El otro día hablábamos de la importancia de la coherencia en nuestra vida, la coherencia entre nuestro corazón y nuestra mente, como base de la autenticidad, como factor principal en el desarrollo personal de una persona.
Ahora, ¿Qué significa ser auténtico/a?
¿Qué características tiene alguien al que percibimos con autenticidad?
Alguien a quien reconocemos como auténtico es alguien que se muestra tal y como es, no hay trampa ni cartón, alguien sin dobleces que no tiene disfraces, aunque pueda ser camaleónico y adaptarse a diferentes momentos sociales.
Una persona auténtica puede, con frecuencia, convertirse en una persona de referencia y posicionarse como una figura de liderazgo. No porque pretenda serlo, sino porque lo consigue sin más.
Entre tú y yo. Seamos honestos… ¿Alguna vez te has comparado y has deseado ser así?
Quizá ésta sea una de las claves: no desear ser alguien que no se es.

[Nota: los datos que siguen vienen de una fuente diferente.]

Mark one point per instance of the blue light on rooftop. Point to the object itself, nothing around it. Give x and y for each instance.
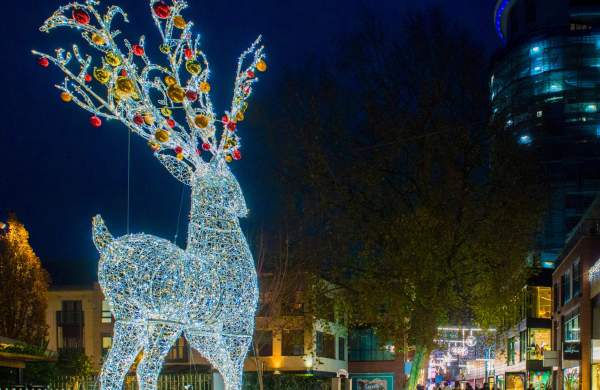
(525, 139)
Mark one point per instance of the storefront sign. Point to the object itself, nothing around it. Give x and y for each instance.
(571, 350)
(595, 351)
(380, 381)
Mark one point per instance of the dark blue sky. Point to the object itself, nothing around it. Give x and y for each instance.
(58, 171)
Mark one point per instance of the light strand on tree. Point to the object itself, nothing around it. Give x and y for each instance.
(158, 291)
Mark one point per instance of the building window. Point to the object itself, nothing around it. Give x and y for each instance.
(325, 345)
(541, 302)
(178, 352)
(566, 287)
(571, 327)
(106, 313)
(292, 342)
(539, 341)
(106, 344)
(341, 348)
(363, 345)
(523, 345)
(576, 278)
(263, 341)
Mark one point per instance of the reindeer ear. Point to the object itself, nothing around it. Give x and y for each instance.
(180, 169)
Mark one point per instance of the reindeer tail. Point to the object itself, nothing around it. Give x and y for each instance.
(101, 236)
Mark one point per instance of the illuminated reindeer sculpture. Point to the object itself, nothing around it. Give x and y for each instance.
(158, 291)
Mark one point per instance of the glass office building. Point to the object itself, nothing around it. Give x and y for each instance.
(545, 89)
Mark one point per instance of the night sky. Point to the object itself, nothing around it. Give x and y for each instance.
(58, 171)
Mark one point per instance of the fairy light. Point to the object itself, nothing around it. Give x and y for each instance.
(158, 291)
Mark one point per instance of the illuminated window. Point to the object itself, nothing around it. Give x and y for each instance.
(106, 344)
(539, 341)
(292, 342)
(106, 314)
(325, 345)
(525, 139)
(571, 327)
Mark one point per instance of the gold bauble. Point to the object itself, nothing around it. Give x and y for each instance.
(201, 121)
(161, 135)
(204, 87)
(179, 22)
(149, 119)
(102, 75)
(66, 97)
(124, 87)
(164, 48)
(261, 66)
(112, 59)
(169, 80)
(176, 93)
(193, 67)
(98, 39)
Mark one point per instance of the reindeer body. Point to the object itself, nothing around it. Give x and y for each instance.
(158, 291)
(208, 292)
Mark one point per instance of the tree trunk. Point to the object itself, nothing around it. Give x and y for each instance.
(417, 364)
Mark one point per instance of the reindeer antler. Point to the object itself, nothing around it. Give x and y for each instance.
(168, 105)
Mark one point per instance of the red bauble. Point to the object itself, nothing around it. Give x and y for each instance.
(161, 9)
(43, 62)
(191, 96)
(137, 50)
(95, 121)
(81, 16)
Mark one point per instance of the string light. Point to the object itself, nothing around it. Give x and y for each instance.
(158, 291)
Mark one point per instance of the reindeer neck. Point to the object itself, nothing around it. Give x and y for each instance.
(207, 220)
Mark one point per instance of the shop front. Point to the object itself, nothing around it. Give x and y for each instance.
(571, 378)
(541, 380)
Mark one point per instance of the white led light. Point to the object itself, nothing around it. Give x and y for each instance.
(158, 291)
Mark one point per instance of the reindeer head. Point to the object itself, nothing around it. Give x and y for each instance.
(167, 105)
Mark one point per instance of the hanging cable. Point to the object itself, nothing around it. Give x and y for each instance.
(128, 176)
(179, 214)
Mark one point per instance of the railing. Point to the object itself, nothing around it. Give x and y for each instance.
(196, 381)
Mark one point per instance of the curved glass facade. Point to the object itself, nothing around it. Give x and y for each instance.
(547, 91)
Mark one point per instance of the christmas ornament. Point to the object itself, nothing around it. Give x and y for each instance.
(81, 16)
(95, 121)
(161, 9)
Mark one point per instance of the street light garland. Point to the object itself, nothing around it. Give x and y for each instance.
(158, 291)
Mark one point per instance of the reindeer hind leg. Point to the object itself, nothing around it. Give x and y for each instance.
(126, 344)
(159, 339)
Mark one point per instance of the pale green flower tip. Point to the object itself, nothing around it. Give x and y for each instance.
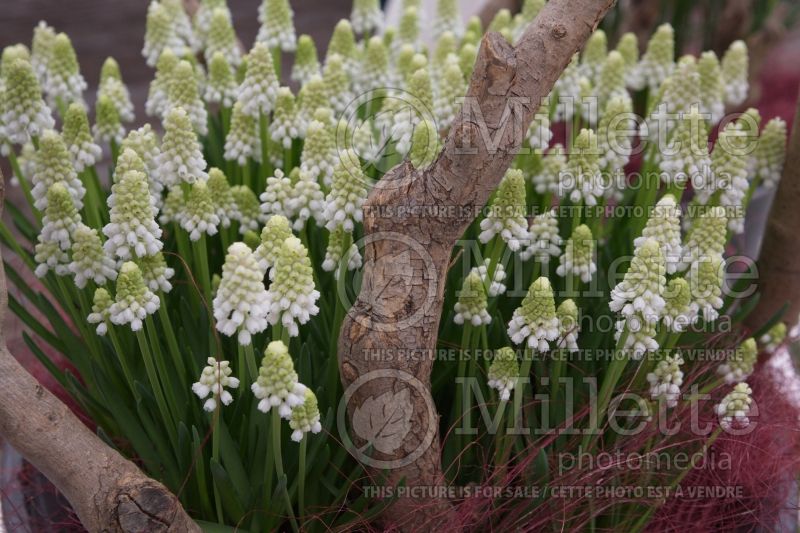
(306, 51)
(110, 70)
(628, 47)
(305, 417)
(503, 372)
(343, 40)
(567, 313)
(102, 299)
(251, 239)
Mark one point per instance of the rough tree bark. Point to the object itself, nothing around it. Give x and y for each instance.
(412, 220)
(779, 260)
(108, 492)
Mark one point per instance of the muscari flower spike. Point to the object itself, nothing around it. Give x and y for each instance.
(241, 302)
(291, 296)
(335, 252)
(277, 385)
(134, 299)
(199, 215)
(507, 215)
(471, 307)
(366, 16)
(666, 380)
(64, 83)
(132, 231)
(54, 241)
(260, 86)
(277, 25)
(337, 83)
(159, 34)
(451, 87)
(664, 226)
(76, 135)
(306, 63)
(53, 165)
(221, 38)
(221, 87)
(243, 140)
(183, 93)
(349, 189)
(112, 86)
(503, 372)
(305, 417)
(568, 325)
(101, 305)
(89, 260)
(735, 406)
(735, 67)
(729, 166)
(581, 177)
(42, 49)
(679, 309)
(770, 153)
(181, 158)
(155, 272)
(613, 140)
(706, 238)
(544, 241)
(535, 322)
(107, 125)
(705, 279)
(274, 233)
(375, 73)
(578, 257)
(774, 337)
(248, 210)
(24, 113)
(641, 290)
(497, 285)
(284, 126)
(687, 159)
(658, 60)
(740, 363)
(712, 89)
(214, 379)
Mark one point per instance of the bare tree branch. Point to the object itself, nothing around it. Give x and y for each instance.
(108, 492)
(779, 260)
(394, 322)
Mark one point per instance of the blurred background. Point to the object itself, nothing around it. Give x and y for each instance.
(102, 28)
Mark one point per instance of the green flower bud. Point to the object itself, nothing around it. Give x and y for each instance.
(471, 307)
(535, 323)
(504, 372)
(277, 25)
(24, 113)
(134, 300)
(54, 165)
(578, 257)
(78, 139)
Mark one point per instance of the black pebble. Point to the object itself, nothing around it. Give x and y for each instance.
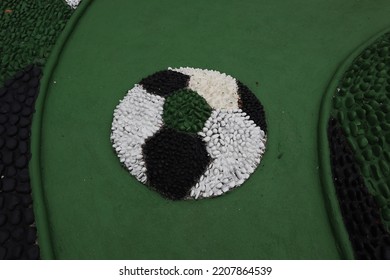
(34, 82)
(7, 157)
(24, 175)
(17, 233)
(252, 106)
(8, 184)
(23, 188)
(11, 143)
(29, 216)
(165, 82)
(12, 130)
(4, 108)
(14, 119)
(3, 219)
(24, 133)
(23, 147)
(31, 235)
(10, 171)
(12, 202)
(15, 217)
(21, 162)
(174, 162)
(16, 252)
(33, 253)
(4, 235)
(3, 253)
(3, 118)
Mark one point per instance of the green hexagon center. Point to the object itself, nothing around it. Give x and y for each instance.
(186, 111)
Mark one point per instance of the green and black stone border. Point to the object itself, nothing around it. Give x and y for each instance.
(360, 231)
(29, 41)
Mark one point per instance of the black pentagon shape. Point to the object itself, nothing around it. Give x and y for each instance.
(251, 105)
(174, 162)
(164, 82)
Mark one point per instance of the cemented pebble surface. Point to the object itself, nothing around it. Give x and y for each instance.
(190, 133)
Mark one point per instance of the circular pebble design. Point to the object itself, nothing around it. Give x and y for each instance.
(190, 133)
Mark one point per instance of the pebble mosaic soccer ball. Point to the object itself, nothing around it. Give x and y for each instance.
(190, 133)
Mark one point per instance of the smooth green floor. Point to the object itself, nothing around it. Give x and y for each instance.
(290, 49)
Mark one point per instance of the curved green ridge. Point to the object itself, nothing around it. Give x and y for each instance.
(186, 111)
(98, 211)
(40, 211)
(41, 22)
(332, 203)
(362, 107)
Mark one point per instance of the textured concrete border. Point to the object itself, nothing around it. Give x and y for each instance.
(332, 204)
(39, 204)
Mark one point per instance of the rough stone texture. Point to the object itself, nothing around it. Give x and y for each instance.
(164, 82)
(361, 105)
(359, 209)
(186, 111)
(174, 162)
(18, 234)
(28, 31)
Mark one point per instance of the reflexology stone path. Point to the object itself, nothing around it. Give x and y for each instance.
(28, 31)
(190, 133)
(359, 135)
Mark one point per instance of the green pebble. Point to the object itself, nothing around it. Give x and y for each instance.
(380, 200)
(386, 214)
(375, 172)
(384, 167)
(384, 189)
(349, 102)
(362, 142)
(354, 129)
(337, 102)
(341, 116)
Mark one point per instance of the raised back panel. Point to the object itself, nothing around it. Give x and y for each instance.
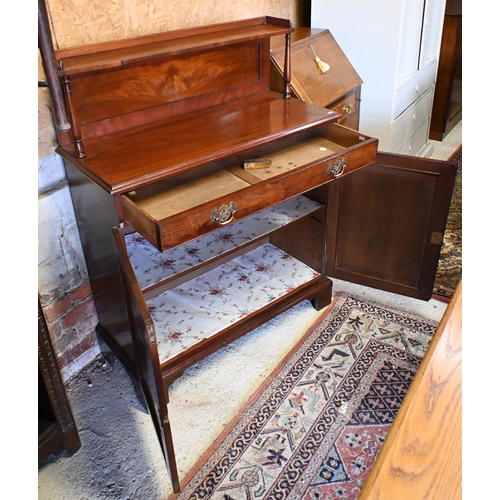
(137, 94)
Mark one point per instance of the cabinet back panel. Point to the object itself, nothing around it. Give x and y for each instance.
(389, 242)
(138, 93)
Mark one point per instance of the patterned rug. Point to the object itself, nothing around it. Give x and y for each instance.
(449, 269)
(314, 429)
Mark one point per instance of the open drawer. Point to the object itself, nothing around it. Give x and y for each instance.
(183, 207)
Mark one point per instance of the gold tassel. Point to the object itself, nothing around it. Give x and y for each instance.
(323, 66)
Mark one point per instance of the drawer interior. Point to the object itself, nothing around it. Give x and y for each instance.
(158, 271)
(177, 194)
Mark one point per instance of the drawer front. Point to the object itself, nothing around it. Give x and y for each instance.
(411, 120)
(348, 107)
(414, 87)
(416, 142)
(255, 190)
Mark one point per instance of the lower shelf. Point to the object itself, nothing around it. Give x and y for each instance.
(207, 304)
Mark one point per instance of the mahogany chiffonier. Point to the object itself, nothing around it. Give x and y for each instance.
(329, 81)
(206, 202)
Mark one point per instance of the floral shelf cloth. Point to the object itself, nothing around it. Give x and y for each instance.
(152, 266)
(205, 305)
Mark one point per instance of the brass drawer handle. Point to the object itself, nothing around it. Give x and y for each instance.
(225, 213)
(337, 167)
(347, 109)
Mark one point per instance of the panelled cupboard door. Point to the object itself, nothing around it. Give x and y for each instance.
(387, 224)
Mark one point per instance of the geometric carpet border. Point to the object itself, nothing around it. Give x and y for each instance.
(313, 429)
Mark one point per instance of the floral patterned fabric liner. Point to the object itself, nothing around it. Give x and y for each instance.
(151, 266)
(203, 306)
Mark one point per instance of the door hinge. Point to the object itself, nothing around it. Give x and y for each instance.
(436, 237)
(151, 334)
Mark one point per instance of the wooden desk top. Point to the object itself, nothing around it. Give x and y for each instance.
(422, 455)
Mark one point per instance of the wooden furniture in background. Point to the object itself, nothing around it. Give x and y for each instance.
(447, 107)
(394, 46)
(56, 426)
(422, 453)
(162, 126)
(338, 88)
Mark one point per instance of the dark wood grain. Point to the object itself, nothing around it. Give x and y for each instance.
(180, 143)
(447, 106)
(422, 454)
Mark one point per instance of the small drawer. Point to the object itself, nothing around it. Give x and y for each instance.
(411, 120)
(184, 207)
(415, 86)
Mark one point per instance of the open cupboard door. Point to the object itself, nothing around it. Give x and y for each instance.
(387, 223)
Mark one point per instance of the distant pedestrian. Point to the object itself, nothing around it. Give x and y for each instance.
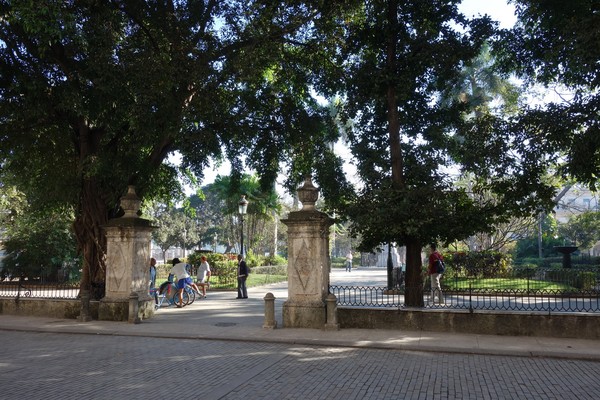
(153, 279)
(349, 261)
(436, 288)
(203, 275)
(243, 272)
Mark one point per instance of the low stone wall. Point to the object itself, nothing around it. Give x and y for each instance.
(64, 309)
(575, 325)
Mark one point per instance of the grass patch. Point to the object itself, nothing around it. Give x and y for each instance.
(502, 284)
(264, 279)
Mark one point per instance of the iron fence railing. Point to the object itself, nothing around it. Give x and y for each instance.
(519, 289)
(472, 299)
(17, 288)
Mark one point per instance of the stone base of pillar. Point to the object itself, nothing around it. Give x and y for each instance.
(304, 315)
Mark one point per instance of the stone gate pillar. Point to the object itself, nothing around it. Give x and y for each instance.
(128, 246)
(308, 263)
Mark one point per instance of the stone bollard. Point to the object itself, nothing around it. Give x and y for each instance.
(270, 322)
(134, 306)
(84, 314)
(332, 313)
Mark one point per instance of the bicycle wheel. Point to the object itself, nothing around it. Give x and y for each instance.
(191, 295)
(186, 298)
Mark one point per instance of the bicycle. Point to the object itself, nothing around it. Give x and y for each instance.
(168, 292)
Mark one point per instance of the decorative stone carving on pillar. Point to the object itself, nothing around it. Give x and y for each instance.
(128, 245)
(308, 262)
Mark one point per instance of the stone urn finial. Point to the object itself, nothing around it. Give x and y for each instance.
(308, 194)
(130, 203)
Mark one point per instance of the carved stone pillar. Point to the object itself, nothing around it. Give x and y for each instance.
(128, 245)
(308, 263)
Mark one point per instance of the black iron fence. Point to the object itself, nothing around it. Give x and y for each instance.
(17, 288)
(540, 290)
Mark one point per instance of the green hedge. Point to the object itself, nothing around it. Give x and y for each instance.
(479, 264)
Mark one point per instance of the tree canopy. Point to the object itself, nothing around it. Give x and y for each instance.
(557, 44)
(95, 95)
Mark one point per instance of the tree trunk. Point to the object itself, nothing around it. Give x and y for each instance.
(91, 239)
(413, 295)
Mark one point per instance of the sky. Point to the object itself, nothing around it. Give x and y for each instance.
(498, 10)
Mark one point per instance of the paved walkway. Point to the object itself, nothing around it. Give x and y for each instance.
(222, 317)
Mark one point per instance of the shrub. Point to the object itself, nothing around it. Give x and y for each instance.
(479, 264)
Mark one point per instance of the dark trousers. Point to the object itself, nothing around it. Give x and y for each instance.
(242, 292)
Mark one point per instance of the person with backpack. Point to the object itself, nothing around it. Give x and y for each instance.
(435, 271)
(243, 272)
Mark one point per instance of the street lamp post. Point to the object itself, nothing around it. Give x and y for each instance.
(242, 208)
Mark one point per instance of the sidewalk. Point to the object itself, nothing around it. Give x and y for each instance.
(222, 317)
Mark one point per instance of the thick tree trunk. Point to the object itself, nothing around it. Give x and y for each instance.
(91, 239)
(414, 280)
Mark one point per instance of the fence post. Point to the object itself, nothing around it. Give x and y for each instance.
(134, 306)
(269, 322)
(84, 314)
(332, 323)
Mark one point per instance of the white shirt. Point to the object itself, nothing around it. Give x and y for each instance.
(180, 271)
(203, 270)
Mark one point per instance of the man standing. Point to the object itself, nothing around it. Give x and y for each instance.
(436, 288)
(349, 261)
(203, 276)
(153, 279)
(242, 276)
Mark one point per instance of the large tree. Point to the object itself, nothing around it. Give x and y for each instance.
(398, 61)
(94, 95)
(557, 44)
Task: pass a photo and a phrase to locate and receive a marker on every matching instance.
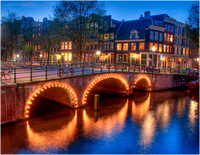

Ese anhelo que nos empuja a ser o comportarnos como otra persona es, precisamente, el que puede alejarnos de nosotros mismos y nuestra autenticidad u originalidad.
¿Qué cualidades posee una persona auténtica para destacar entre la mayoría?
Uno de los aspectos claves podría ser la firmeza o seguridad en sí misma. No necesita esconderse ni arrepentirse de ser quién es, o dudar de su forma de pensar o actuar. Esto no significa que no tenga inseguridades, por supuesto que las tiene, pero las acepta. Se acepta.
Aceptarse.
¿Y si aceptarse fuera la llave? ¿Y si aceptarse fuera la base de ser auténtico?
La llave que abre la puerta no sólo al bienestar consigo mismo, sino al bienestar con los demás. Puesto que una persona que es capaz de aceptar(se), es una persona capaz de comprender(se), capaz de perdonar(se), dispuesta a rectificar, a crecer, y sobre todo, capaz de quererse a sí mismo, y por ende, a los demás.
Decía el psicólogo Carl Rogers que «la curiosa paradoja es que cuando me acepto tal como soy, entonces puedo cambiar».
Y es que no puedo cambiar aquello que en primer lugar no acepto y no asumo: si no aceptamos, nos resistimos al cambio.
El propio juicio sobre uno mismo, sobre aquello que ‘se supone’ que debes cambiar es lo que hace que te quedes literalmente enganchado y te impide evolucionar. A lo largo del día un sinfín de palabras y emociones atraviesa nuestro cuerpo; pero cuando una de ellas hace ruido y nos molesta, prestamos más atención.
No permitimos que ese ‘ruido’ entre y salga como los demás. Al no aceptar su entrada, al no ‘permitirle’ pasar porque pensamos que ‘dice algo de nosotros que no nos gusta’, ponemos una barrera… Y se queda encerrado. Pero se queda encerrado dentro (de nosotros).
Ahí nace una lucha cuyo propósito es demostrar no ser aquello que no me gusta de mí. No reconocer o enseñar a los demás aquello que juzgo o me desagrada, lo que desemboca en un conflicto interior que se acaba sintiendo en el exterior.
Una pelea que invita a ocultarse tras una máscara, cual Pirandello. Y desde un disfraz, no se puede ser de verdad, no se puede ser auténtico.
No aceptarse es una una trampa, una paradoja, cuya consecuencia está muy bien descrita por Jung…
«Lo que niegas te somete, lo que aceptas, te transforma».